Kinshasa, 23 mars 2026 — Après la démission de Vital Kamerhe et de Bahati Lukwebo, Denis Mukwege, prix Nobel de la paix, s’inquiète de la manière dont le pouvoir en place traite les élus qui osent exprimer leur désaccord. Dans un communiqué publié ce lundi 23 mars, il dénonce ce qu’il considère comme une sanction politique déguisée, exercée contre les deux responsables après leur opposition au projet de révision de la Constitution.
Le message de Mukwege souligne que, dans une démocratie normale, les élus représentent la volonté du peuple souverain et doivent pouvoir contrôler l’action présidentielle. Or, au Congo, estime-t-il, « c’est le président qui sanctionne les députés qui osent exprimer leur désaccord », via ses courtisans au Parlement.
Selon lui, demander aux élus de quémander la grâce présidentielle et de clamer leur loyauté revient à les humilier publiquement et à amoindrir la valeur de leur opposition.
Le prix Nobel de la paix insiste sur la notion de dignité et de responsabilité. Il rappelle un adage ancestral, dans sa langue natale et en kiyombe : « O’Mushi ayuma c’arhabola » / « Mutu uyuma kabolanga ko », qui signifie : « Un bon citoyen peut mourir, mais il ne pourrit pas ». Même menacés politiquement ou physiquement, les parlementaires doivent rester dignes et défendre les intérêts du peuple qui les a élus.
Le docteur de l’hôpital de Panzi déplore que la plupart des élus restent soumis aux intérêts personnels et aux courtisans du pouvoir, plutôt que de défendre l’intérêt supérieur de la nation. Il exhorte le président de la République à ne pas suivre les tambourinaires, car ceux qui se préoccupent uniquement de leurs intérêts personnels pourraient trahir l’autorité qu’ils soutiennent aujourd’hui.
Enfin, le Dr.
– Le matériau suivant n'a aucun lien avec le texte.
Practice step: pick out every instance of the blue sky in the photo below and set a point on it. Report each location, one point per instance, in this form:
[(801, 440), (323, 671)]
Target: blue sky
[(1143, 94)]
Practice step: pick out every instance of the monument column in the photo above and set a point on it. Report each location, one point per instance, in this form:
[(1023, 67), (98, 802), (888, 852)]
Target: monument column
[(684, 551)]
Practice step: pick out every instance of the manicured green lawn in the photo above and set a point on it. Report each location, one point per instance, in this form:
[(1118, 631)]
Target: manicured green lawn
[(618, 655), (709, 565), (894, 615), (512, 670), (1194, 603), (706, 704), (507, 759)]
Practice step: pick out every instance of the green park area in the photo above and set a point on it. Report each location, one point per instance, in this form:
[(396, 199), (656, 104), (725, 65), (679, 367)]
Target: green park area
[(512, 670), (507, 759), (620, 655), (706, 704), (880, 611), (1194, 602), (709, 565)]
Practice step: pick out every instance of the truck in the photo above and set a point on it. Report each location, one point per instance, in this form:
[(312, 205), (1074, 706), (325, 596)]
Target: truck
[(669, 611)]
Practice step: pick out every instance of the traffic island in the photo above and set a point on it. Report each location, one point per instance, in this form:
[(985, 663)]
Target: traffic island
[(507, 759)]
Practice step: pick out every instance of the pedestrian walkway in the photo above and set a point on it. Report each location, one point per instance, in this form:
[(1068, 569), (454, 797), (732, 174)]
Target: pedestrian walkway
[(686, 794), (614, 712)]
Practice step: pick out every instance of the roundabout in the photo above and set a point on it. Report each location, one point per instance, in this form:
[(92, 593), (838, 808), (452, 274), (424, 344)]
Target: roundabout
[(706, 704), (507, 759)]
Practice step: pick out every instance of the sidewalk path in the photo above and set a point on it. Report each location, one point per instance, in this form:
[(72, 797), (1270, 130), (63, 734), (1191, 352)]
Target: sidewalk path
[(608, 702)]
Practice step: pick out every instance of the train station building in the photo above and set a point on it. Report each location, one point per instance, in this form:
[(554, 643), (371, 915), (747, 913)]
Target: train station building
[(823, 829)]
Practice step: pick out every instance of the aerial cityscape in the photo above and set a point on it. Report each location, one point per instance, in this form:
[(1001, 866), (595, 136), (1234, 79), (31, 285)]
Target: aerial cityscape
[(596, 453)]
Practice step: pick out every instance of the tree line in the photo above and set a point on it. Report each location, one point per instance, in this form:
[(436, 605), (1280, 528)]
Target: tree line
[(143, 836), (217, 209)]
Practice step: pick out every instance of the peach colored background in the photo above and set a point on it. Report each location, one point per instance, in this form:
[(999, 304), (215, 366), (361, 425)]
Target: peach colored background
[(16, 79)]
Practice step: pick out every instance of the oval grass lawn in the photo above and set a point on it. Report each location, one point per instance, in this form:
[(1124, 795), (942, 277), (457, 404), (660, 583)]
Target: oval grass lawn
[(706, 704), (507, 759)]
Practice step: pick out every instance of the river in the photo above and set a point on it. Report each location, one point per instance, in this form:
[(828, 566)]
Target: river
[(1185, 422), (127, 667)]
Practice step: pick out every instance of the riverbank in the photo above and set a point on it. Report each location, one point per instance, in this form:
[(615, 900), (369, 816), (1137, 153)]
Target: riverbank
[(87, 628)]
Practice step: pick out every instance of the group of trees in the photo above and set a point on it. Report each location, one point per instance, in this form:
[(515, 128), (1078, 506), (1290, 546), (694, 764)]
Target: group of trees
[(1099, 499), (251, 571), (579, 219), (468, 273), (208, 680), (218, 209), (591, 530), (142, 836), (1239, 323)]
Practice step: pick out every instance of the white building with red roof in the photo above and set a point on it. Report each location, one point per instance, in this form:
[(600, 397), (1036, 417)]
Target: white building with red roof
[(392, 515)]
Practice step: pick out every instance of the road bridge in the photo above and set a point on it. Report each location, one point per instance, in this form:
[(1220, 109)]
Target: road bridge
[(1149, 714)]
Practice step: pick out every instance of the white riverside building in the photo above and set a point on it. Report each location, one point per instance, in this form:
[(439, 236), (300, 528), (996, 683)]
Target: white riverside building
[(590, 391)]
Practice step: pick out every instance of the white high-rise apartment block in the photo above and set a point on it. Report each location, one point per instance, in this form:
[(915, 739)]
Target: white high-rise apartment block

Denis Mukwege appelle la classe politique et la jeunesse à lever fièrement la tête et à ne pas courber la liberté au prix de leur dignité. « En osant vous opposer au projet de changement de la Constitution alors que notre pays est en guerre, vous avez eu le courage de dire la vérité, signe de noblesse pour un représentant du souverain primaire », écrit-il. Selon lui, les élus devraient rester fermement debout, même face à la pression, pour transmettre aux générations futures un exemple d’honneur et de responsabilité.